En un plano más cotidiano, los principios morales de la sociedad de nuestros días abogan, en general, por un desprendimiento de la religiosidad, que no es en ningún caso una postura novedosa, al mismo tiempo que una entrega a la ociosidad según las características que otorgamos, en aprehensión cultural, de los conceptos de «disfrute», «belleza» y «placer». Esta inclinación hiperconsumista donde se prima la vida material a la espiritual e incluso sobre la cultural, que ha sido objeto de intercambio entre ambas por parte de algunos grupos intelectuales durante el siglo pasado, son en buena medida de influencia nihilista. También el mecanismo de creación de culpa de algunos colectivos ideológicos sobre la sociedad en general.
Sin embargo, queda una pregunta latente. ¿Están regresando los nihilistas? En España, el catedrático y filósofo Jesús Zamora es uno de los pocos intelectuales que ha asumido el nihilismo por bandera. Como él mismo ha explicado en sus libros y muy en especial en el ensayo La nada nadea, el nihilismo que defiende posee la esencia «transformadora». Es más, el verdadero nihilismo ha de serlo en tanto a la aceptación de que la vida carece de un propósito trascedente, lo que implica poseer una ética y un compromiso social, un criterio científico y una postura racional ante la realidad.

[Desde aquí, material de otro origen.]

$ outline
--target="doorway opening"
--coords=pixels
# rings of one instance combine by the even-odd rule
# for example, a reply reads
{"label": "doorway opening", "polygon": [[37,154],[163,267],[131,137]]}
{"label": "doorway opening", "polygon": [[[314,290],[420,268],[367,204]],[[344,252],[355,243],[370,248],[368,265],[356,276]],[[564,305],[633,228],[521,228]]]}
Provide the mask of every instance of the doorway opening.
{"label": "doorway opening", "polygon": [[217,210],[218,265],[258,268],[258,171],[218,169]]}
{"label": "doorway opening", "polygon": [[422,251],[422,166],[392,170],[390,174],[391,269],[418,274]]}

Por supuesto, alejado de un derrotismo y de un negacionismo que el pensador español considera impropios de la doctrina.
Pero como explicó en una entrevista en Ethic, pocos han sido y siguen siendo los filósofos que se han declarado como «nihilistas». Quizá la respuesta a la pregunta sobre las nuevas formas de nihilismo deberíamos de planteárnosla al revés: ¿en qué momento de la Historia los seres humanos hemos dejado de ser nihilistas en alguna medida? Porque, incluso teniendo todo un sentido causal y trascendente en la propia existencia, el «desencantamiento con el mundo» que mencionó Max Weber nos acompaña ante la ingente sensación de vacío que los seres humanos sentimos frente a eternos objetivos que nos resultan cuasi inabarcables: la belleza, la virtud, el conocimiento y el bien. Y, parafraseando a Galileo, sin embargo nos dejamos guiar por la esperanza, braceamos en el océano de la ignorancia.